A primary focus of The ARTree is to help children “live out loud” through art that they create. That is why our classes are diverse in both their subjects and the teachers that inspire them. Watercolor, wire sculpture, clay forms, dance and storytelling are all aspects of art that children experience and grow from. We offer classes throughout the year and all over Santa Clarita. Look on this site to view our schedule. Then, see if you will recognize the artist right next to you.

On April 6, Show Up for Public Art

Noel Bermudez

The ARTree Communications Chair

My fellow Santa Claritans, I ask you to consider public art. Is art a sculpture on a highway median or a mural on a wall? Is it a concert in the park or a play in the foothills? The City of Santa Clarita wants to know your answer. What is public art to you? Is it important to have it in the lives of your children, your neighbors, and your community?

On Monday, April 6, 6:30pm at the Activities Center, you will have a real opportunity to tell the city want it should do about public art.
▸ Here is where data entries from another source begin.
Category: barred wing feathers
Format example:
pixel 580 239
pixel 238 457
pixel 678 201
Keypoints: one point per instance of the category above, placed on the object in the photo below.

Santa Clarita is creating an Arts Master Plan. It will direct the city’s spending on art for the next ten years. That’s a long time. And, as hard as it is to believe, the city wants the input of citizens from across the valley. The writers of this master plan will get ideas from many sources, but the most important source is us – the folks who live, play, drive, work and go to school here.

Do we want more concerts, support for art non-profits, public sculptures or murals, an arts center or a theater? These are just a few of the ideas that have been discussed recently by art supporters. But that’s not the full list. Priorities will be determined by what you have to say, but you can’t say it if you are not there.

Mark your calendar. Monday, April 6, 6:30pm, at the City of Santa Clarita Activities Center, 20880 Centre Pointe Parkway. Be there and be heard. Woody Allen said that eighty percent of success is showing up. You can bet that the ARTree and our supporters will be showing up. Will you?